Contrattazione

Niente passaggio diretto dal lavoro a chiamata a quello ordinario

di Antonino Cannioto e Giuseppe Maccarone

I datori di lavoro, che occupano dipendenti intermittenti e intendono modificare il rapporto in essere facendolo diventare un contratto di lavoro subordinato di tipo ordinario, sono costretti a far dimettere il lavoratore. Ciò in quanto, in genere, le procedure previste per le comunicazioni obbligatorie gestite dai centri per l’impiego non prevedono un’opzione che consenta direttamente la relativa trasformazione. Di conseguenza il lavoratore deve anche attivare la procedura di comunicazione delle dimissioni.

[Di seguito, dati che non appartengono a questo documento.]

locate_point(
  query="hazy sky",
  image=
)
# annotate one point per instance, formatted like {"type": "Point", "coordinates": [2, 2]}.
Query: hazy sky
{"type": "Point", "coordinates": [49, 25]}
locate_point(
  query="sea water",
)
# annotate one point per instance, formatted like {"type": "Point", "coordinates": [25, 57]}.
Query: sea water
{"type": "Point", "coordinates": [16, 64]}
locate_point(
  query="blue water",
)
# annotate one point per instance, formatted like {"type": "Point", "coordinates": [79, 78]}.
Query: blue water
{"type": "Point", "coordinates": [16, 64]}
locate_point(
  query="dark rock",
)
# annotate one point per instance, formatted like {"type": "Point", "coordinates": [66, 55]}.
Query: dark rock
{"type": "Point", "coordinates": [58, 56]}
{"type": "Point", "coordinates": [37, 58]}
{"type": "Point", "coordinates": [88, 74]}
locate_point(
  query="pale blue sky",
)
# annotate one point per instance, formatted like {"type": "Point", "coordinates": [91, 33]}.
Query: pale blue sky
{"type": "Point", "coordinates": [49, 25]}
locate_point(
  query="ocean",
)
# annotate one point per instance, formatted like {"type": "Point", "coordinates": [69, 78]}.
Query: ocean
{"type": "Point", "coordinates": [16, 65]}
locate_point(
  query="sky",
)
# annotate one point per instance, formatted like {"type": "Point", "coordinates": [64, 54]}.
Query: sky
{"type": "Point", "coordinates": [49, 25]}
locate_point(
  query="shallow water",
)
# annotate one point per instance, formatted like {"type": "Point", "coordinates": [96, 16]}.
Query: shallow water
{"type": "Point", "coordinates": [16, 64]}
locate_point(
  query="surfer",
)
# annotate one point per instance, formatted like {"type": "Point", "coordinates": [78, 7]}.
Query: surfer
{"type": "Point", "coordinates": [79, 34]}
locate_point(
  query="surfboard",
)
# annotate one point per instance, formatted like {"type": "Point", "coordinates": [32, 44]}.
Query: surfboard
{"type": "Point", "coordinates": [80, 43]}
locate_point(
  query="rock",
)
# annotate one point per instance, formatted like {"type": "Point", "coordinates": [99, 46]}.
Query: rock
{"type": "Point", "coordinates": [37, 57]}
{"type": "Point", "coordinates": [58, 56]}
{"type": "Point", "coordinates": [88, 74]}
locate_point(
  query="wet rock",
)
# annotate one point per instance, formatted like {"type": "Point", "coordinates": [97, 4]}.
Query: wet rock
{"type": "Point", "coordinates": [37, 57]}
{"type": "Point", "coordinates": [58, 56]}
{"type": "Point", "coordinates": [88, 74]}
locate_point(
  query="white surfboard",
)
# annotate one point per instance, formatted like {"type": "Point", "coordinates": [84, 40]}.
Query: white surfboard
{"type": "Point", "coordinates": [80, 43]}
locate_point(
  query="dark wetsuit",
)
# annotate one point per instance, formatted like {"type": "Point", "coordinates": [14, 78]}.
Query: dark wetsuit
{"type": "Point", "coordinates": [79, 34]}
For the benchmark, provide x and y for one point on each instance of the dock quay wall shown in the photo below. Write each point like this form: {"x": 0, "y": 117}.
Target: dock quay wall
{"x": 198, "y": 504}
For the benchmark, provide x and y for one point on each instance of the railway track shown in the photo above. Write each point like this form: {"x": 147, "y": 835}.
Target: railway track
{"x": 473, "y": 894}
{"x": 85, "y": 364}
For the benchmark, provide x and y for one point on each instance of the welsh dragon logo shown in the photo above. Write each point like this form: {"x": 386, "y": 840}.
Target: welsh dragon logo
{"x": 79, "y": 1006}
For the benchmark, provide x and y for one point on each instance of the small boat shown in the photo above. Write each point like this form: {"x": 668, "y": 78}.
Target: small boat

Il lavoro intermittente, poco apprezzato e molto criticato – oggetto anche di una temporanea abrogazione con successiva rivitalizzazione - è presente nel nostro ordinamento giuridico ormai da circa 15 anni. Sono numerose le aziende che vi fanno ricorso, soprattutto dopo l’eliminazione dei vecchi voucher per il lavoro accessorio, anche se sono pochi i Ccnl che lo hanno regolamentato. Il ministero del Lavoro, in una delle tante circolari interpretative lo ha definito come «una fattispecie lavorativa sui generis» ma ha anche affermato che «si tratta pur sempre di un contratto di lavoro dipendente».

La particolarità di tale tipologia lavorativa sta nel fatto che il dipendente si mette a disposizione del datore di lavoro per svolgere prestazioni di carattere discontinuo o intermittente, individuate dalla contrattazione collettiva nazionale o territoriale, ovvero per periodi predeterminati nell’arco della settimana, del mese o dell’anno. Vista la struttura della regolamentazione di riferimento, non vi è dubbio che il lavoratore giochi un ruolo effettivamente non di primo piano nel contesto aziendale, stante la possibilità di essere collocato in stand by, al cessare dell’esigenza lavorativa. Tuttavia, il ricorso al job on call offre la possibilità di valutare le potenzialità del lavoratore e di apprezzarne il know how.

Alcuni anni fa è stata introdotta una norma che limita l’utilizzo del contratto intermittente a 400 giornate di effettivo lavoro nel triennio, con lo stesso datore di lavoro. Per le prestazioni più consistenti e durature, dunque, può sorgere l’esigenza di inserire il lavoratore in modalità più stabile. Il passaggio potrebbe e dovrebbe essere facilitato e reso immune da lacci e lacciuoli che si rivelano un’inutile perdita di tempo.

Forse, dopo un così lungo periodo di scomoda presenza, è giunto il momento di sdoganare il job on call e collocarlo di diritto tra le varie forme contrattuali che caratterizzano la quarta rivoluzione industriale. In tale ottica è auspicabile che gli obblighi di comunicazione siano semplificati. Si potrebbe, infatti, accedere al portale messo a disposizione degli operatori, richiamare per mezzo del codice fiscale delle parti l’unilav già trasmesso e aggiornarlo annotando la variazione. Resterebbe ferma, ovviamente, la necessità di sottoscrivere un nuovo contratto di lavoro.

Revisionando le procedure, sempre in un’ottica di semplificazione, si potrebbe anche prevedere la modalità di variazione dell’unilav per il lavoro agile, con allegazione del contratto di smart working.